Из смерти в жизнь… Войны и судьбы - страница 9



Со штыком и гранатами я проходил несколько дней. Потом медпункт передислоцировали в район штаба батальона, где для него подготовили хорошую землянку. Отсюда до передовой было намного ближе. Я стал бывать в траншеях ежедневно, а иногда и по несколько раз в день. Штык и гранаты больше с собой не брал… Вместо них мне выдали пистолет.

В Севастополе нам каждый день давали фронтовые сто граммов. Но я же водку не пил, понятия не имел, что это такое. Санитары приносят: «Товарищ лейтенант, вот ваши сто граммов». – «Я не пью». – «А можно я выпью?». – «Можно». И стали они делить между собой мои сто граммов. Иногда даже препирались между собой: «Я сегодня пью лейтенантские!». – «Нет, я!». И вот как-то приходят ко мне в недоумении: «Товарищ лейтенант, що цэ такэ? Шо нам вмэсто горилки далы? Шапу… Шипу…». Я догадался: «Шампанское?». – «Да, да, да…». Но они его в жизни никогда не пили и даже названия не знали. Я тоже его не пил никогда. Говорю: «Ребята, вы что? Это же хороший напиток, его буржуазия пила!». Те: «Раз буржуазия пила, лейтенанту первому и нальём». Стали открывать бутылку, она почему-то была без этикетки. Никак не могут открыть. Крутили-крутили – она как стрельнёт! Всё содержимое вылетело. Ездовый, ему лет пятьдесят было, говорит: «Хлопче, следующую не так будем открывать. Подождите». Пошёл и принёс ведро, из которого он лошадь поил. Пшикнуло шампанское в ведро, но пена, конечно, не вылилась. Из ведра уже в кружку налили. И, конечно, первую кружку – лейтенанту. А это было сухое шампанское, кислое-прекислое (видимо, брют). Я-то ожидал другого вкуса, думал, что оно будет сладкое. Сморщился – чего в нём хорошего? А солдаты смотрят на меня и спрашивают: «Товарищ лейтенант, вы нас обманывали? Вы тоже не пили его никогда?». Так никто из нас это шампанское и не стал пить…

Мы находились на передовой уже несколько недель. Но ни одного живого «фрица» я так и не видел. Поэтому, проходя по окопам, надолго задерживался около солдат и вместе с ними вёл наблюдение за передним краем обороны немцев. Уж очень хотелось мне увидеть их поближе! Один раз мне даже дали поохотиться на гитлеровцев со снайперской винтовкой. В оптический прицел я увидел перебегающего немца, выстрелил – немец больше в прицеле не появился. И снайпер торжественно уверил меня в том, что я тоже открыл свой счёт!..

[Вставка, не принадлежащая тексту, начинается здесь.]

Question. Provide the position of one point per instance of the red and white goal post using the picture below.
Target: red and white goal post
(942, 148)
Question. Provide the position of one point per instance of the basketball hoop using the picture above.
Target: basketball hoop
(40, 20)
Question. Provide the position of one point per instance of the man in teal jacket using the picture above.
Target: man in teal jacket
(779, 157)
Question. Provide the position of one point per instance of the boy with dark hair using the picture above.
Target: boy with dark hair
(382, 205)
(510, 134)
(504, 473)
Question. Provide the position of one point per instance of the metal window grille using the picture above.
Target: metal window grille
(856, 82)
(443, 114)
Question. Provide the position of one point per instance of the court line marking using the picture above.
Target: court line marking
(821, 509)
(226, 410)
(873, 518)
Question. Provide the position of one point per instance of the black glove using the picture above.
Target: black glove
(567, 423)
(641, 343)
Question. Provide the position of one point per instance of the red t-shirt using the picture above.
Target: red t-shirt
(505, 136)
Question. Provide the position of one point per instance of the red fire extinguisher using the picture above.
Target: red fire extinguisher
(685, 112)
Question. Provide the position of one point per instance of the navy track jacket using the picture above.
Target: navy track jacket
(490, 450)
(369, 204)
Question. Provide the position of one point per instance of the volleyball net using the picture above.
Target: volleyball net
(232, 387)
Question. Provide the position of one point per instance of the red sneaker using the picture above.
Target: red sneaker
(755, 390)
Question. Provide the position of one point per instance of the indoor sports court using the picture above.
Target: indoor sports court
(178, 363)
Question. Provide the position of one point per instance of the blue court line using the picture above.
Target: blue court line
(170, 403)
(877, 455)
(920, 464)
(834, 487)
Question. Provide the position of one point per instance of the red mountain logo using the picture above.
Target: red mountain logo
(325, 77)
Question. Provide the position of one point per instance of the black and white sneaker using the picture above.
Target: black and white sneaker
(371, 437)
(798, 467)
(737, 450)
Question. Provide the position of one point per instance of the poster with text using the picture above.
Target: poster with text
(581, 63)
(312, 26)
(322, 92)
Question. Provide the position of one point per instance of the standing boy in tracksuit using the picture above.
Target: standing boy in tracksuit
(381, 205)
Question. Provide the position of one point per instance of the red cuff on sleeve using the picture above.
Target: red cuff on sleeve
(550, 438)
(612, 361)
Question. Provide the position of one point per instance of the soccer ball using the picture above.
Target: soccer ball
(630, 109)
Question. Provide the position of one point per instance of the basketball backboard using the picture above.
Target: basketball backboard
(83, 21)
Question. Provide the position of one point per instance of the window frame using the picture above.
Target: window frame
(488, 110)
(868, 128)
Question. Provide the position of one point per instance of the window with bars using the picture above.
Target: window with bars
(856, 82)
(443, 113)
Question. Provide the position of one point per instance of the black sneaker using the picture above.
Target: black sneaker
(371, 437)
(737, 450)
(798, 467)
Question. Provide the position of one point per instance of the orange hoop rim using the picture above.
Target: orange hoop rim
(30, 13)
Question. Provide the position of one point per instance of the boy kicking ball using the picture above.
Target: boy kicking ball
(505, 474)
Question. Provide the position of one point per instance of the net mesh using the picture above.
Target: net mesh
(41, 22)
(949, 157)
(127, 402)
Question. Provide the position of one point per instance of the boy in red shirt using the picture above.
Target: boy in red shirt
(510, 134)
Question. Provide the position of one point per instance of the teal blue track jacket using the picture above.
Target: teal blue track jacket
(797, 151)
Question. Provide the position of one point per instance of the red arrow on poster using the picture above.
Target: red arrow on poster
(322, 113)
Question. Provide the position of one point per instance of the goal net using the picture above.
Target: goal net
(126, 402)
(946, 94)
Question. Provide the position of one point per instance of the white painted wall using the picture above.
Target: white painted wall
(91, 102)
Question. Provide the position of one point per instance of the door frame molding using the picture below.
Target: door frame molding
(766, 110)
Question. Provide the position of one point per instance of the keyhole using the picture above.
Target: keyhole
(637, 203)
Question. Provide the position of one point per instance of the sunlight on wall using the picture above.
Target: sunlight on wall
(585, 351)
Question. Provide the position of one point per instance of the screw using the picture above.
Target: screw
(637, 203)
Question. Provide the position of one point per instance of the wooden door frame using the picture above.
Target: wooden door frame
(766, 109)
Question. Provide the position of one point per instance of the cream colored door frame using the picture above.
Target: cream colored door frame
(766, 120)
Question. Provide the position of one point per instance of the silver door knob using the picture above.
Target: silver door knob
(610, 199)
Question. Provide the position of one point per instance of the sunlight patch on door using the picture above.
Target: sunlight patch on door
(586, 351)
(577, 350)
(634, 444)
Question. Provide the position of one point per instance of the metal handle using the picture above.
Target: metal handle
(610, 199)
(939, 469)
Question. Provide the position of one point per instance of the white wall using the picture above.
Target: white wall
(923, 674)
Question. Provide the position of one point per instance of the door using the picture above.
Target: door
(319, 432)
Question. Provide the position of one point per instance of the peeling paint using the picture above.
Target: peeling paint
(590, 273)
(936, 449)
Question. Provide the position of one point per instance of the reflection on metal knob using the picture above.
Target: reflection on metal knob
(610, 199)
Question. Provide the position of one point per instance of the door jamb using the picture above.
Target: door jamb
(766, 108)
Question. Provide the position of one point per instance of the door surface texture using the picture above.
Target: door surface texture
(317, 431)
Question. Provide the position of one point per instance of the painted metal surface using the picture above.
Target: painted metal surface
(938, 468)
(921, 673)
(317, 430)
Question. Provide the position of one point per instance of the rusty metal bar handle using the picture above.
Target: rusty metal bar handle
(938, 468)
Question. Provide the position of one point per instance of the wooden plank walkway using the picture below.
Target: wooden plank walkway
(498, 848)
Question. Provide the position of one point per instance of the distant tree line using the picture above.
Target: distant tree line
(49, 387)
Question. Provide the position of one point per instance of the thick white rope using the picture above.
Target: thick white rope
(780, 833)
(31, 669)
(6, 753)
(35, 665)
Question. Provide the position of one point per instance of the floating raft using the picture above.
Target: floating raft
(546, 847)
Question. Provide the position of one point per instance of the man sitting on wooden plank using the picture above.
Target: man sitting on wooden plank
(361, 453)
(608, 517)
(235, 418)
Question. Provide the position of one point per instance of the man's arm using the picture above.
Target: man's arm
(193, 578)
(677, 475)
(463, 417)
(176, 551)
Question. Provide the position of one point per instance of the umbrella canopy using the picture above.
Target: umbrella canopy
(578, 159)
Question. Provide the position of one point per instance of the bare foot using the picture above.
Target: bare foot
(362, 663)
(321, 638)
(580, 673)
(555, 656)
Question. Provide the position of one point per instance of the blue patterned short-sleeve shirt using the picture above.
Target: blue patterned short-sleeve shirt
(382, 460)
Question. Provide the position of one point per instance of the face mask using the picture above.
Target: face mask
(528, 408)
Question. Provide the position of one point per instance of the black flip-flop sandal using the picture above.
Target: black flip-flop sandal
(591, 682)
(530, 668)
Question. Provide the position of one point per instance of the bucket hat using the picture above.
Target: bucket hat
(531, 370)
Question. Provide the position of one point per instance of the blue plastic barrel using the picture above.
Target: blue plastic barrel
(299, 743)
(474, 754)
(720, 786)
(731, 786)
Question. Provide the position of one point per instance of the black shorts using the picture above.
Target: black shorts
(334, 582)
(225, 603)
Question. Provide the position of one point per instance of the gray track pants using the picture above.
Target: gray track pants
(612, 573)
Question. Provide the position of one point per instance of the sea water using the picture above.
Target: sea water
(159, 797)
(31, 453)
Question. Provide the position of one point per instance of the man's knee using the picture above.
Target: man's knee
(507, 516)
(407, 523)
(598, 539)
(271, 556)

Пока позволяла обстановка, мы продолжали благоустраиваться. Отрыли ещё одну землянку. Там после оказания необходимой помощи собирали раненых перед эвакуацией их в тыл. Оттуда, с передовой-то, мне стало раненых эвакуировать проще. А вот туда, в тыл, эвакуация, наоборот, усложнилась. Дорога назад хорошо просматривалась противником, потому транспорт в дневное время двигаться по ней не мог. Ждали ночи. Но временами за день скапливалось много раненых, некоторым из них требовалась квалифицированная помощь, которую я, естественно, оказать не мог. Приходилось поддерживать их жизнь постоянным введением сердечных средств, перевязками, противошоковыми инъекциями.

Была и ещё одна трудность. Раненых приходилось таскать на руках. У меня во взводе была лошадь, самая тщедушная во всём батальоне. Она была в состоянии таскать только одну маленькую повозку, точнее – двуколку. А вот держать лошадь оказалось негде! Пришлось отправить лошадку в хозвзвод. Позже она всё же сослужила службу, когда батальон передислоцировался. Лошадка перевозила наше скромное медицинское имущество.